After all, it’s not hard to come up with reasons to boycott China:
- Eugenic laws, forced/sex-selective abortion, and female infanticide due to the one-child-per-family policy
- Oppression of non-state religious groups (e.g. Falun Gong, Catholicism)
- Criminalization/imprisonment of journalists/activists, lack of press freedom, and censorship (online and off)
- Disproportionate use of the death penalty (~10,000 executions per year, exact number uncertain) and organ harvesting from prisoners
- Dangerous and troubling pollution (400,000 Chinese deaths annually)
- Sweatshop labor in the manufacture of cheap, defective, and unsafe products
- Rampant violence in Tibet [warning: graphic photos, nsfw]

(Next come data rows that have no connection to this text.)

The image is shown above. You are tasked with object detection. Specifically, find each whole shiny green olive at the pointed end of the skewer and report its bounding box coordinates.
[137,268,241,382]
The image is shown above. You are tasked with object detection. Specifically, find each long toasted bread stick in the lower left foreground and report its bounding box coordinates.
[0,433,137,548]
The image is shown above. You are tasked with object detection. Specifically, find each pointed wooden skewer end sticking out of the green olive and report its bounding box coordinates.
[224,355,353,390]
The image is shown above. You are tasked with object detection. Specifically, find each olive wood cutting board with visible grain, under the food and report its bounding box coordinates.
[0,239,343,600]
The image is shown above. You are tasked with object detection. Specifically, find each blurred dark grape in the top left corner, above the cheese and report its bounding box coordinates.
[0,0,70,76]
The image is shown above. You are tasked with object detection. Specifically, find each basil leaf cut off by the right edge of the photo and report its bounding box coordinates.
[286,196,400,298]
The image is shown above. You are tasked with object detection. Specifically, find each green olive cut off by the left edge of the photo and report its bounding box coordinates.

- Major supporter of Sudanese government/militias in Darfur through oil as well as arms and military aircraft
- Sole supporter of the Myanmar regime in Burma
It is unfortunate that the calls for Chinese boycotts, whether for human rights violations or unsafe product recalls, are predominantly split bipartisan. Many people refuse to buy products marked “Made in China” because of xenophobia and McCarthyism fears of Communism, while some who protest for human rights take radical, alienating routes. China should not be boycott because it is Communist, but because it is corrupt and restrictive. All similar regimes should be boycott, as well.

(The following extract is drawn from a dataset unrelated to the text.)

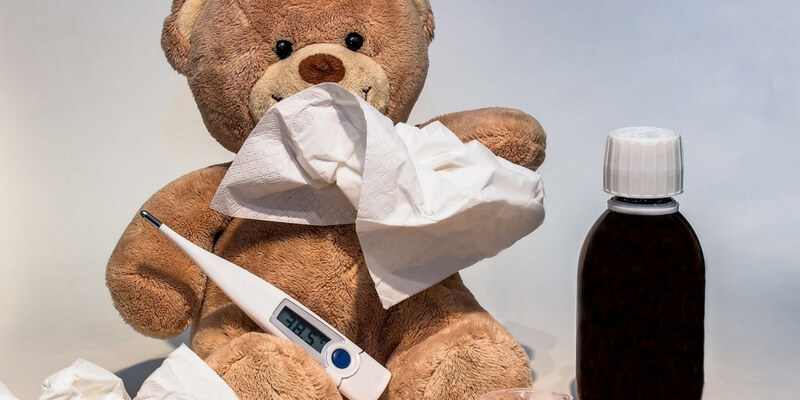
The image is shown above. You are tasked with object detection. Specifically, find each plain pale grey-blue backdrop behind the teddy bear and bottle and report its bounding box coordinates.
[0,0,800,400]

It should be sufficient enough to boycott over the issue of Sudan alone. They have been listed in the US as a state sponsor of terrorism since 1997, but has become almost entirely ignored. Africa is out of sight and out of mind, despite that the Sudanese government is a similar strand of anti-Western Islamic extremism as Osama bin Laden (with rumored ties). There is even oil in Sudan, which generated a revenue of $397.78 million during February 2008, but the US couldn’t care less. It is simply Africa: another lost cause.